Старшая, Тамара, своей судьбе предалась покорно, лениво. Как ни складывалась жизнь, она только улыбалась невесело, но со всем мирилась. Когда умер отец, и она с сестрою остались без всяких средств, кто-то из знакомых, с которыми она участвовала однажды в любительском спектакле, посоветовал ей пойти на сцену. Она так и сделала. Не приняли на Императорскую сцену, зато приняли в «Фарс» на выходные роли с жалованьем в пятьдесят рублей. На такие деньги жить в столице невозможно. Правда, Верочка зарабатывала перепискою на машинке рублей тридцать в месяц, но и это не спасало от нужды. Вскоре, впрочем, Тамара Борисовна познакомилась с бароном Мерциусом, который заинтересовался ее судьбою. Он был ей не противен, и она стала его фавориткою, о чем Верочка боялась догадаться. У барона были знакомые, которых он охотно приводил к Тамаре Борисовне. Так появился Балябьев, а за ним и другие. Играть приходилось мало, а за последнее время и вовсе ролей не давали. С тех пор, как барон взял под свое покровительство Тамару Борисовну, у сестер нужды не было; Тамара Борисовна сказала сестре, что ей прибавили жалованья. Если барон не заезжал за Тамарою и не увозил ее ужинать в «Прагу» или еще куда-нибудь, она обыкновенно валялась на диване и читала занятные книжки, чаще по-французски: «Les trois mousquetaires» Дюма или «Rocambole» Понсон дю-Террайя или еще что-нибудь в этом роде.

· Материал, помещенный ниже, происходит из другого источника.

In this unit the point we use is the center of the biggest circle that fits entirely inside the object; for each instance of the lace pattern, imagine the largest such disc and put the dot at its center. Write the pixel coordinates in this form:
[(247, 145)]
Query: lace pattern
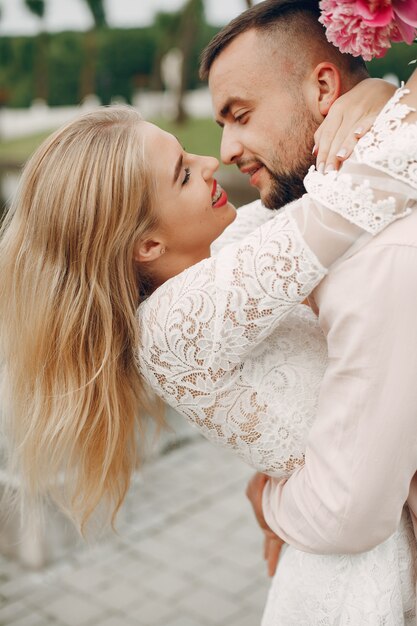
[(203, 349), (229, 346), (391, 145)]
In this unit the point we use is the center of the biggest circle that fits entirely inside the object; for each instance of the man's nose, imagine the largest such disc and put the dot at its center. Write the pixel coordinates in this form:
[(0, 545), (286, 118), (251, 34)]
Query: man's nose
[(231, 148)]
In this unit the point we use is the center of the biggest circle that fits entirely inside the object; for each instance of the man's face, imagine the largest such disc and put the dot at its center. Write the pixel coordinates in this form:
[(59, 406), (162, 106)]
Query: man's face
[(267, 126)]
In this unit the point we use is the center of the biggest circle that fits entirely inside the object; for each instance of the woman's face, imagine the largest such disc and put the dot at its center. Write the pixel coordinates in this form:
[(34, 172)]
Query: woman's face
[(192, 208)]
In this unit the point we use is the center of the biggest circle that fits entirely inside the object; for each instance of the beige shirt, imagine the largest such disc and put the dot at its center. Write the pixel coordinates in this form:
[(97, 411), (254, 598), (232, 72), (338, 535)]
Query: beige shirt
[(361, 458)]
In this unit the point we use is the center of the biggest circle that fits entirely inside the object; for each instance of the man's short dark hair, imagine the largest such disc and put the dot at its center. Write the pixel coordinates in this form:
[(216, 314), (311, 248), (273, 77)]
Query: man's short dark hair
[(265, 17)]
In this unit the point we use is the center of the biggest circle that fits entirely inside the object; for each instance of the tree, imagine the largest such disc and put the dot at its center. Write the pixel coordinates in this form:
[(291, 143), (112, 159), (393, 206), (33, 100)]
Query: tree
[(37, 7), (88, 74)]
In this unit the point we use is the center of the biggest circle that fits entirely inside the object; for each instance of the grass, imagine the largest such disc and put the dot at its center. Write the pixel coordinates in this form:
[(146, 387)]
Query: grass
[(199, 136)]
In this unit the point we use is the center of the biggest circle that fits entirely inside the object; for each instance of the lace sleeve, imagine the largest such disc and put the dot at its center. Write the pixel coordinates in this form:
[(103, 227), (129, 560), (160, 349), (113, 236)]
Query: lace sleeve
[(249, 217), (379, 182), (198, 328)]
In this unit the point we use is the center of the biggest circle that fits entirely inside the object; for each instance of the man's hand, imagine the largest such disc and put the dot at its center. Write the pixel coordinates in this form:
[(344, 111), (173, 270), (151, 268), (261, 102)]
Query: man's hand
[(272, 543)]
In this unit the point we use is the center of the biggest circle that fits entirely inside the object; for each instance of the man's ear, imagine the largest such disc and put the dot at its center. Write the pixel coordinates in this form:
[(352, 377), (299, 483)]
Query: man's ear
[(328, 86), (148, 250)]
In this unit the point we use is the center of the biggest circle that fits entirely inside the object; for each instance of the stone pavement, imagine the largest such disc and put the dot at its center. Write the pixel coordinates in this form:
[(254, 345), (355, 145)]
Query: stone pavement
[(187, 553)]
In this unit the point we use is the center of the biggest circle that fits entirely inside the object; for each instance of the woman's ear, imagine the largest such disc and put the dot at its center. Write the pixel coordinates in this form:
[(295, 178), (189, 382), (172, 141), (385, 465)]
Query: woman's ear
[(148, 250), (327, 86)]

При этом она любила, чтобы рядом на столике стоял ликер попроще и послаще. Она тянула его понемножку рюмочками и ела конфеты. У Верочки был не такой покладистый характер, как у сестры. Было в ней что-то непримиримое и неистовое. Как будто ее оскорбил кто-то когда-то, а она этого оскорбителя простить не может. И этот фантастический оскорбитель являлся в ее воображении непрестанно. Она и в гимназии чувствовала себя всегда так, как будто бы ее призвание — с кем-то бороться. Везде ей мерещились угнетаемые и угнетатели: то ей кажется, что подруги обижают какую-нибудь девочку, и она спешит взять ее под свое покровительство; то учительница отнеслась к кому-нибудь несправедливо, и она должна выразить свое негодование; то сама она стала жертвою какой-то ужасной интриги и клеветы.
С Верочкою нелегко было ужиться, но подруги и учительницы как будто уважали ее и в то же время опасались отчасти: уж очень она была во всем требовательна и строга. Немудрено, что лицо ее, совсем сходное с лицом сестры, казалось, однако, таким отличным. Праведный гнев преображал все ее черты. Всегда она была взволнована, и как-то не по-детски. Только на кладбище, у отцовской могилы, чувствовала она себя маленькой, беспомощной и жалкой, и тогда поникала вся, не помня о том, что надо быть непримиримой.
Была у Верочки еще одна особенность — какое-то исступленное целомудрие, какая-то необычайная стыдливость. И эта черта была, как тотчас же понял Сережа, не совсем детская. Ребенок целомудренный не стыдлив: мир для него рай. А если душа застыдилась, значит что-то в ней самой неблагополучно. Нет, Верочка была не ребенок: слишком рано стала она самостоятельной; слишком рано стала усердною читательницей разнообразнейших сочинителей; слишком рано задумалась над тем, что значит любовь, и угадывала то, имя чему разврат.